Impliquer les citoyens dans la recherche

Repris d’un article publié par Jean Michel Cornu sur son blog

(cet article fait parti d’une série postée depuis le Forum Mondial Science et Démocratie dans le cadre du Forum Social Mondial à Belém au Brésil)

Quelle place donner aux citoyens dans la recherche ? Leur rôle n’est sans doute pas de contrôler la science, mais plutôt d’en contrôler ses priorités et ses applications. Mais pour cela, il est nécessaire de comprendre les recherches en cours et leurs implications. Il devient nécessaire de permettre une véritable aculturation des citoyens. Il existe ainsi des conférences citoyennes qui permettent à un groupe de personnes d’être formées par des experts pour ensuite donner leur avis sur un sujet de science et de société. Il faut cependant que ces experts fournissent une carte la plus complète possible de la situation et des débats scientifiques, plutôt que de ne présenter que les chemins qu’ils connaissent... ou qu’ils souhaitent mettre en avant. Il existe également une deuxième difficulté : une fois fait appel aux citoyens, leur avis sera-t-il pris en compte. L’adage "je participe, tu participes, il décide..." risque fort de se retrouver de mise, tant les démocraties représentative et participative sont opposées plutôt que articulées pour constituer une puissante force de société.

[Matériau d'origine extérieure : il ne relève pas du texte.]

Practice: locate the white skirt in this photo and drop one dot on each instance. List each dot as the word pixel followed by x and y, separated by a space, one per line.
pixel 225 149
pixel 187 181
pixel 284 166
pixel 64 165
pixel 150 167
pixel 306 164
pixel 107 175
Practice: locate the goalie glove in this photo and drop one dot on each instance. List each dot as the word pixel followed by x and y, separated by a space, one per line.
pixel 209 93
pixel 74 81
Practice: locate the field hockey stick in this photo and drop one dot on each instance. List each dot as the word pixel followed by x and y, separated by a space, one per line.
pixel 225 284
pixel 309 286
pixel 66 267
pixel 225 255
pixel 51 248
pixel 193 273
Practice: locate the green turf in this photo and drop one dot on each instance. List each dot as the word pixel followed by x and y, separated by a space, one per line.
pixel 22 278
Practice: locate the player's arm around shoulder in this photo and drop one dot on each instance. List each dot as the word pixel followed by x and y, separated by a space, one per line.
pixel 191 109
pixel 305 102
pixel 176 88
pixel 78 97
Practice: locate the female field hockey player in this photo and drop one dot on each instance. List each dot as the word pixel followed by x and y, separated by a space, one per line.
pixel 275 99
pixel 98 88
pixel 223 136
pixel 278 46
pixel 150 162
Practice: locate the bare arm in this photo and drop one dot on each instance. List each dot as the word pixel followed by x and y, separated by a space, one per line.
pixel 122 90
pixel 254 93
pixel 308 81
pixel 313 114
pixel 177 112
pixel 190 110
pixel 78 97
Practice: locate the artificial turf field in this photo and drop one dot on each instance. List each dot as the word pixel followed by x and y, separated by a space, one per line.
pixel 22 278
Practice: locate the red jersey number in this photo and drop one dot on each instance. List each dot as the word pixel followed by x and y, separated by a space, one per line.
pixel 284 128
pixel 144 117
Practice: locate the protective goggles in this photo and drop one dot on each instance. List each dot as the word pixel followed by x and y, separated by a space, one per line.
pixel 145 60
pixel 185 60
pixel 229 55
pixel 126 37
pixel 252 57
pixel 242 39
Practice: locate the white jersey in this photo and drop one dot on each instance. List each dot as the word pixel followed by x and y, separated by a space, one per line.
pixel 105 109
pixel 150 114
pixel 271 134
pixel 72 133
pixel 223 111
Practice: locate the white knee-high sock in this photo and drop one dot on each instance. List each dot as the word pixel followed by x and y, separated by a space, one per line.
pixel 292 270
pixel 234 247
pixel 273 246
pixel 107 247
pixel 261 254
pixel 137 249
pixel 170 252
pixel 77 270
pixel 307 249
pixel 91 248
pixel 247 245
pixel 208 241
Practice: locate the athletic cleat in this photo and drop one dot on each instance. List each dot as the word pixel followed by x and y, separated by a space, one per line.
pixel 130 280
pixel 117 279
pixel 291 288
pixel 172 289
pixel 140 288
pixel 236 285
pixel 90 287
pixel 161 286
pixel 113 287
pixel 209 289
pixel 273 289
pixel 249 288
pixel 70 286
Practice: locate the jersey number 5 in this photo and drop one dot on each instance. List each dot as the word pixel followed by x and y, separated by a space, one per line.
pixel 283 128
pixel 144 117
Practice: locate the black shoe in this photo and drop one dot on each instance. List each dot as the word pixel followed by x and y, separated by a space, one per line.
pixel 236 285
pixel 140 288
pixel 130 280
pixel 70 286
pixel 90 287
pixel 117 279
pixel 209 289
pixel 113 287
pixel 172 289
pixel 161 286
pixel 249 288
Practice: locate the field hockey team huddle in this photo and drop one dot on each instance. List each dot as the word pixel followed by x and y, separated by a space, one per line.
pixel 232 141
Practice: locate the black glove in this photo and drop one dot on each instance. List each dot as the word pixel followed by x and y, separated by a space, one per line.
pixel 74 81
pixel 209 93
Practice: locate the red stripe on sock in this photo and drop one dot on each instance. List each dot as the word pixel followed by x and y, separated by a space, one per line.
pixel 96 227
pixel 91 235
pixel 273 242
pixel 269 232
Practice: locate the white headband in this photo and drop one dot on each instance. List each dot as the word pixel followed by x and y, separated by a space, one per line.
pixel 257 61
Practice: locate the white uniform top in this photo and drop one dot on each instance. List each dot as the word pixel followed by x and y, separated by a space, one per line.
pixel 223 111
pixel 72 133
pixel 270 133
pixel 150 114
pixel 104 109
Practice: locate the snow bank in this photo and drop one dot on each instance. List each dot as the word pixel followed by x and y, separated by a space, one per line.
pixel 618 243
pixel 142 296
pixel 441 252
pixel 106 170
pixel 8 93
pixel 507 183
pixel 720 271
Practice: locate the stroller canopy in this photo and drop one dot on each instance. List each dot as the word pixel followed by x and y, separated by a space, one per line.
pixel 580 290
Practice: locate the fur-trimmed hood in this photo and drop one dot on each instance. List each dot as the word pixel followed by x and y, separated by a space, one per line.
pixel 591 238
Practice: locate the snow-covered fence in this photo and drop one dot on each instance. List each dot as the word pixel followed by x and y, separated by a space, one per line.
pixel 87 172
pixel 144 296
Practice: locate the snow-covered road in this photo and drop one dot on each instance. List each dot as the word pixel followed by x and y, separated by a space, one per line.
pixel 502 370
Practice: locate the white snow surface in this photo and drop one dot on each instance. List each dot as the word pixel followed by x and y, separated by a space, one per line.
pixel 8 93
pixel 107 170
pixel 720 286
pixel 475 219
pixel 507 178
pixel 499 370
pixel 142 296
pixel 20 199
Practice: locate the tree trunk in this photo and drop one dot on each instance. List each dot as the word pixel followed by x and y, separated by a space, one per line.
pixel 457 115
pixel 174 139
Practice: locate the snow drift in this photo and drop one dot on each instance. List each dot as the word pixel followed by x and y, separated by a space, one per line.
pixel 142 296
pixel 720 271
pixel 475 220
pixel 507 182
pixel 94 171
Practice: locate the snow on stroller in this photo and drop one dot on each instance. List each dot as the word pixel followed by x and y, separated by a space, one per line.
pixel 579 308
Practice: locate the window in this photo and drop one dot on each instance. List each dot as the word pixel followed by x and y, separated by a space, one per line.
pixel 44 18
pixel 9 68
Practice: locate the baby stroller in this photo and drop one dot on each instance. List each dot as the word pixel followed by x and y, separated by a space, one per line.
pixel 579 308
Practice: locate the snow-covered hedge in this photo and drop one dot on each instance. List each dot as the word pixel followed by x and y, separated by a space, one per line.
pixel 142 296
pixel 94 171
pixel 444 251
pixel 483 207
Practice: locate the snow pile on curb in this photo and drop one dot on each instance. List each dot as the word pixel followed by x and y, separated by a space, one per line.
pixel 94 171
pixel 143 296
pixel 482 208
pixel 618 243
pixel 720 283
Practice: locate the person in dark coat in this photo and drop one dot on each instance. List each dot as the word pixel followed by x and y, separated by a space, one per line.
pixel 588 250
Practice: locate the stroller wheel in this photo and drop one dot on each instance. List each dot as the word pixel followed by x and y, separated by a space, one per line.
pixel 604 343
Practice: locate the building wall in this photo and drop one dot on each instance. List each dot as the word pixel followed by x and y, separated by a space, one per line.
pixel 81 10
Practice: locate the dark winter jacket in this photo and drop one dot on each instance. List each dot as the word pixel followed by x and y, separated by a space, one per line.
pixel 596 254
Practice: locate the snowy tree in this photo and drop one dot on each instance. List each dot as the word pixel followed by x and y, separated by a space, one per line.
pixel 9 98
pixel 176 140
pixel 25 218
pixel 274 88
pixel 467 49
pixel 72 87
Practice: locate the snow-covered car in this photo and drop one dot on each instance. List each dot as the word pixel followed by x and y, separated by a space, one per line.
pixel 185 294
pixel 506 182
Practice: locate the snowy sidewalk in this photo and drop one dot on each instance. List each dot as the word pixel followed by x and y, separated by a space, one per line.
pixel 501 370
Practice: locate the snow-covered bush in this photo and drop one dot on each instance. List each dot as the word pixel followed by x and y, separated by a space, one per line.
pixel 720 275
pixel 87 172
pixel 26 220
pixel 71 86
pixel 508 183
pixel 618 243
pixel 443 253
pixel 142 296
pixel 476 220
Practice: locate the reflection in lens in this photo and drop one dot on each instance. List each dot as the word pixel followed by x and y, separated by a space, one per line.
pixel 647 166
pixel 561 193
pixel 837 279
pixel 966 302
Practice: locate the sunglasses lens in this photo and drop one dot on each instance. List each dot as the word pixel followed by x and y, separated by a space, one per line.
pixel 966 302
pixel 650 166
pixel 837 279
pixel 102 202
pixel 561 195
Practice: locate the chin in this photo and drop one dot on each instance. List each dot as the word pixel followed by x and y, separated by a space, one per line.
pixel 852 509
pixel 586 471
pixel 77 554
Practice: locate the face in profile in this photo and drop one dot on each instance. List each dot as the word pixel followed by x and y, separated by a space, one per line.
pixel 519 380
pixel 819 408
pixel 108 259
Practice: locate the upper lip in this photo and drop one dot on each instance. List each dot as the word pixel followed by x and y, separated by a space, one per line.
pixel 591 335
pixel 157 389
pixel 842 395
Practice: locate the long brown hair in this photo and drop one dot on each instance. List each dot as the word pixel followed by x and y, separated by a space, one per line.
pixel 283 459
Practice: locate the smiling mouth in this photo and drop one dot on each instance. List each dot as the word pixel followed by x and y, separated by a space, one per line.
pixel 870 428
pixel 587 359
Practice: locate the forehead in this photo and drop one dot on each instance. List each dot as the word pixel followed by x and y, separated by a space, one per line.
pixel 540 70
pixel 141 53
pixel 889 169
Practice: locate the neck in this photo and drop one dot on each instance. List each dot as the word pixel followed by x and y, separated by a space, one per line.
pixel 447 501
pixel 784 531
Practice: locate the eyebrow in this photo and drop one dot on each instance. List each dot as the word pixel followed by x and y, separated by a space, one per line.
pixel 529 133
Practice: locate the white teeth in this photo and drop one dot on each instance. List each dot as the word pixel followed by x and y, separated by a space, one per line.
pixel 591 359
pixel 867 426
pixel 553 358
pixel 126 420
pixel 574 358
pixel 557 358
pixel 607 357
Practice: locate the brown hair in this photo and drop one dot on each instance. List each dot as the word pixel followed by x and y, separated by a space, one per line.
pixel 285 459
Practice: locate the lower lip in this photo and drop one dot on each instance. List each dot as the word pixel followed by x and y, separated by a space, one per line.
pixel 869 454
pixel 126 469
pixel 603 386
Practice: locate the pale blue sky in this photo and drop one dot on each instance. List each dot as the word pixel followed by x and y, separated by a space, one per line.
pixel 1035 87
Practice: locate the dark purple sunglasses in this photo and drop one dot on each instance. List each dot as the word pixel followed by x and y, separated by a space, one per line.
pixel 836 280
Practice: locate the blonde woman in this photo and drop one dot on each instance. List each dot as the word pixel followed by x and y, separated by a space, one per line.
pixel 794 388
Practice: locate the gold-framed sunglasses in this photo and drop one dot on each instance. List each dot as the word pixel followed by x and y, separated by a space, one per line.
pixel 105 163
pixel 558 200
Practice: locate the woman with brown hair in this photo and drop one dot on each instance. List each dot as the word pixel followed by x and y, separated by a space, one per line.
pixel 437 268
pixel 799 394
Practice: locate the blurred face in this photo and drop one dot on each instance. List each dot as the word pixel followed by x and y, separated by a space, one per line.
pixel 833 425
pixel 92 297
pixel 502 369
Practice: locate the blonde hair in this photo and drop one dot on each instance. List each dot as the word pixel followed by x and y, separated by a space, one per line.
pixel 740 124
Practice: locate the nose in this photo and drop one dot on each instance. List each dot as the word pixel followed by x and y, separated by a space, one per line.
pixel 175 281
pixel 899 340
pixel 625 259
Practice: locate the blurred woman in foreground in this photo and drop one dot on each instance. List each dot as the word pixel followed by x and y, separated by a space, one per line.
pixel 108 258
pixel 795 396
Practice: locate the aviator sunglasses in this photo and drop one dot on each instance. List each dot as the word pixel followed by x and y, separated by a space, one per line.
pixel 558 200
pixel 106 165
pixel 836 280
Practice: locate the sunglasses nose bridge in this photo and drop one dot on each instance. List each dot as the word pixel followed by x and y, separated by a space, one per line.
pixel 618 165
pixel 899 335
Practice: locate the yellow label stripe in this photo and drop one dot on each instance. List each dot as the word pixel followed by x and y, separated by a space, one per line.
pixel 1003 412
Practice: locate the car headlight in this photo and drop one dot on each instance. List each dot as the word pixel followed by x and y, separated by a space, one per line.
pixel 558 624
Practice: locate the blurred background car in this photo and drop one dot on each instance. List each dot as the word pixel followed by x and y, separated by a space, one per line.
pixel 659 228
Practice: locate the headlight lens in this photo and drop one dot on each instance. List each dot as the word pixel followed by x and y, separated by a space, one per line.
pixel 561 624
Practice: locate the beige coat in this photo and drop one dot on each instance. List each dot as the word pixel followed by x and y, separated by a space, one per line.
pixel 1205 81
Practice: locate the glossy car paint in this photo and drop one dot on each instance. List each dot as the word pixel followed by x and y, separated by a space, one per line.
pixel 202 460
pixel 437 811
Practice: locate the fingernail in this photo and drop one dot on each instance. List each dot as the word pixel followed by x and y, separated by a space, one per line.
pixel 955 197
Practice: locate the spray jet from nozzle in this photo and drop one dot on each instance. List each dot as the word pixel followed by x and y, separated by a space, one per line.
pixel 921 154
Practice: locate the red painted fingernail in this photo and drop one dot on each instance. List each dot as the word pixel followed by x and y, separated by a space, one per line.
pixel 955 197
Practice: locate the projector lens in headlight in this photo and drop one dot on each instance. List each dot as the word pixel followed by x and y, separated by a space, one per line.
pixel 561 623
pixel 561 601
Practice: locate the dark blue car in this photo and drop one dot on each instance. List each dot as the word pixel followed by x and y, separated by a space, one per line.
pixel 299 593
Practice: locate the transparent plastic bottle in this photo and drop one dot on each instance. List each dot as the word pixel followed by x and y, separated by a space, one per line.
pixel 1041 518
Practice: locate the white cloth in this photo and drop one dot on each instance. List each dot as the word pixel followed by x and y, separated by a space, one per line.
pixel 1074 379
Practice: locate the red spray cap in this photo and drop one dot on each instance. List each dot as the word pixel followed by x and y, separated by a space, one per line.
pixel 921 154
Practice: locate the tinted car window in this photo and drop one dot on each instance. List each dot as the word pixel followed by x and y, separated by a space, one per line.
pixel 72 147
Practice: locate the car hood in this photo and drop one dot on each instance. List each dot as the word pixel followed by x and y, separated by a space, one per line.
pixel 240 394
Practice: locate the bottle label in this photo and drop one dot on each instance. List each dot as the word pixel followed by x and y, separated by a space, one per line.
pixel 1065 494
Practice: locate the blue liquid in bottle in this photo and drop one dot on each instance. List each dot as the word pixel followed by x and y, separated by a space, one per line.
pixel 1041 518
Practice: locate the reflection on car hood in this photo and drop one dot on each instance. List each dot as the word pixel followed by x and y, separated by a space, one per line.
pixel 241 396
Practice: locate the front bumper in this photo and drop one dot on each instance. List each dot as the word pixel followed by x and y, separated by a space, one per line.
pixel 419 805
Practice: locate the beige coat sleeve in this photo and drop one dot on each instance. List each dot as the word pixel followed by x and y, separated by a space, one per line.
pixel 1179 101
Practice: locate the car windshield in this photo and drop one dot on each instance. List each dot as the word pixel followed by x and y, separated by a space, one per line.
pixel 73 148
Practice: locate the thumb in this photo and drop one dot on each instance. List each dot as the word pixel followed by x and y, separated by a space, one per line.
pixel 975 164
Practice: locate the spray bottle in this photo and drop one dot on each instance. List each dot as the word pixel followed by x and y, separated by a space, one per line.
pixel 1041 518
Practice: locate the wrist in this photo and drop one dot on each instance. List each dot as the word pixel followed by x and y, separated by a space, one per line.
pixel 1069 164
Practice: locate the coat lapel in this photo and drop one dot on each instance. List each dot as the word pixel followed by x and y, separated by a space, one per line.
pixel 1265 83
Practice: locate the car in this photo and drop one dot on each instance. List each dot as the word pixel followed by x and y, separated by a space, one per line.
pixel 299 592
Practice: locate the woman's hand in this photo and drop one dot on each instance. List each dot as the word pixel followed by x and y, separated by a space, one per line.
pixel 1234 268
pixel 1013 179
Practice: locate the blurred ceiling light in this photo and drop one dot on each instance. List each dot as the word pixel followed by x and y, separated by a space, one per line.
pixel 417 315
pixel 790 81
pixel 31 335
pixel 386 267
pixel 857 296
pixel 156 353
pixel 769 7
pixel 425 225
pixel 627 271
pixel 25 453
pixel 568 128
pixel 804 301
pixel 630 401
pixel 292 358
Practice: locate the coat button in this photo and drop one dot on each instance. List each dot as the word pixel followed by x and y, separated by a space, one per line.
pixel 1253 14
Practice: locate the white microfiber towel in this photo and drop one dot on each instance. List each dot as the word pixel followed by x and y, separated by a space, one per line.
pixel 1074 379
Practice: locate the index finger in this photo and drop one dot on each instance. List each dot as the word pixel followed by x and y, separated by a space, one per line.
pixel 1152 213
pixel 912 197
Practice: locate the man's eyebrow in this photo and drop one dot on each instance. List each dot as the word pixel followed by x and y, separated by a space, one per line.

En fait, il est possible de réfléchir à la place des citoyens à chaque étape de la science.


  • En amont, les citoyens pourraient être consultés pour participer à la définition des priorités de recherche. Si la science fournit des réponses, qui fournit les questions ? Ainsi par exemple, quelle doit être l’ampleur de la recherche sur les changements climatiques ou sur la toxicité des nanoparticules ? Devons-nous y accorder plus d’importance quitte à ce que ce soit au détriment d’autres recherches ?
  • Pendant la période de recherche scientifique, il est parfois possible d’associer les citoyens à certaines recherches comme nous l’avons vu dans un billet précédent. Mais, le citoyen ne doit pas intervenir dans les choix opérés sur la démarche scientifique. Tout au plus peut-il chercher à vérifier que la recherche en cours n’est pas un simple essai de justifier a posteriori des positions sociales, mais une véritable démarche de recherche.
  • En aval, il est nécessaire d’impliquer le plus grand nombre sur le débat de l’utilisation et de l’application des résultats de la recherche, mais aussi de défendre les chercheurs qui se positionnent en lanceur d’alerte. Le retombées économiques de la recherche peuvent être en conflit avec les intérêts de la société ou avec les choix opérés par les membres de cette même société. Dans ce cas, il y a un danger de vouloir occulter certaines informations. Les scientifiques sont à une place privilégiée pour comprendre les implications de certaines recherches. Albert Einstein, après avoir contribué à la recherche sur la bombe atomique chercha en vain à convaincre le président américain de l’époque Harry S. Truman de ne pas l’utiliser...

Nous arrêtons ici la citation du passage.